Pada bulan April 2020, Paus Fransiskus kembali menunjukkan kepercayaannya dengan mengangkat Paus Leo menjadi administrator apostolik keuskupan Callao, juga di Peru. Sejak tahun 2023, Paus Leo menjabat di Vatikan sebagai Prefek Departemen Uskup, yang bertugas memeriksa nominasi uskup di seluruh dunia. Perjalanan kariernya yang diawali dan dibimbing Paus Fransiskus ini semakin memperkuat ikatan dan menunjukkan adanya kesinambungan visi antara kedua pemimpin Gereja tersebut.
Meskipun memiliki gaya kepemimpinan yang berbeda, Paus Leo XIV tetap melanjutkan komitmen Paus Fransiskus terhadap solidaritas dan pembelaan terhadap kelompok yang terpinggirkan. Hal ini menunjukkan adanya kesinambungan nilai-nilai dan visi dalam kepemimpinan Gereja Katolik Roma.
Kardinal Robert Prevost Terpilih jadi Paus Baru
Sebelumnya seperti yang diketahui, Kardinal asal Amerika Serikat Robert Francis Prevost baru saja terpilih Paus ke-267 sebagai pemimpin Gereja Katolik sedunia dengan mengambil nama Paus Leo XIV.
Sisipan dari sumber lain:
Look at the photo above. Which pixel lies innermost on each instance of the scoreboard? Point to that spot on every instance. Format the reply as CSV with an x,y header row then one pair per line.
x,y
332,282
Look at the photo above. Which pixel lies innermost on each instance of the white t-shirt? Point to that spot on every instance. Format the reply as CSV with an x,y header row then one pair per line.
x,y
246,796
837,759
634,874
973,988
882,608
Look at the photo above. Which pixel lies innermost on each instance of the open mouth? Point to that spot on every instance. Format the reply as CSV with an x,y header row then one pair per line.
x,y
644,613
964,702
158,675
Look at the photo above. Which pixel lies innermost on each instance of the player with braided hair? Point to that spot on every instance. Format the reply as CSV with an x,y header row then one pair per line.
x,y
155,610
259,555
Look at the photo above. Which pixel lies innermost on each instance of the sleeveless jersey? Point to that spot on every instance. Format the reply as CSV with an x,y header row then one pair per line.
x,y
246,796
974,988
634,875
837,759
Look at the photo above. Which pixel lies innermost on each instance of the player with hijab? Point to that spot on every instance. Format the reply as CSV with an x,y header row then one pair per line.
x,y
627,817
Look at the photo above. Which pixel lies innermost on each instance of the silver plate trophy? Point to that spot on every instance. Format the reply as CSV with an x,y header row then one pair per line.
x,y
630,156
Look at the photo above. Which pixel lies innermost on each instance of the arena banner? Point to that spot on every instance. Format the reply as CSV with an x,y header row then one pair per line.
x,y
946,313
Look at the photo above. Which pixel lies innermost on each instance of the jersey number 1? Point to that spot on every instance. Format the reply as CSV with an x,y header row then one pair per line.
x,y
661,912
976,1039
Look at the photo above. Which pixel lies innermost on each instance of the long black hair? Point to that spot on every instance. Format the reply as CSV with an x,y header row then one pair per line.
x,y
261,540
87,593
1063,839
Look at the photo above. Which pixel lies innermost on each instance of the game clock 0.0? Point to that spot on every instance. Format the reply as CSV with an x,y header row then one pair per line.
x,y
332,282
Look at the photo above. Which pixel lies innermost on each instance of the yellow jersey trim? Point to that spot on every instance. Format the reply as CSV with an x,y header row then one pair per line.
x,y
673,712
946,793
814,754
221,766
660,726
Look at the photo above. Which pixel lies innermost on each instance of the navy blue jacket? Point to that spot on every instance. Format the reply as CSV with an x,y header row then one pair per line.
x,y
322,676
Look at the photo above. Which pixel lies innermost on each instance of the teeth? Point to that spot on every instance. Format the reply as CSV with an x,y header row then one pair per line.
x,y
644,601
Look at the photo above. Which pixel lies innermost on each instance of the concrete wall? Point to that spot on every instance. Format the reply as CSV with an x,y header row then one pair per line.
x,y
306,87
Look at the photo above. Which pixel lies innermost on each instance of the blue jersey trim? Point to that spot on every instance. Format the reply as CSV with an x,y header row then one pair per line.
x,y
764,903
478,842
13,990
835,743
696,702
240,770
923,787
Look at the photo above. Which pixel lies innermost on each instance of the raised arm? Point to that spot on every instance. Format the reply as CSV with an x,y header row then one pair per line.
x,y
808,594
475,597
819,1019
Robert Francis Prevost terpilih melalui proses konklaf yang berlangsung sejak Rabu (7/5) hingga Kamis (8/5) lalu di Kapel Sistine di Vatikan.
Konklaf dilaksanakan untuk memilih pengganti Paus Fransiskus yang wafat pada 21 April lalu. Proses yang penuh rahasia ini diikuti oleh 133 kardinal dari berbagai negara, termasuk dari Indonesia yaitu Uskup Agung Jakarta, Kardinal Ignatius Suharyo. Sejak sebelum konklaf, muncul sederet nama yang dianggap mempunyai peluang besar sebagai pemimpin Katolik sedunia tersebut.
Setelah asap putih muncul dari cerobong Kapel Sistine, lonceng juga dibunyikan di Basilika Santo Petrus pada pukul 18.07 waktu setempat. Berdasarkan pantauan dari siaran langsung The Guardian, puluhan ribu orang berkumpul di Alun-Alun Santo Petrus Vatikan menunggu sosok Paus baru.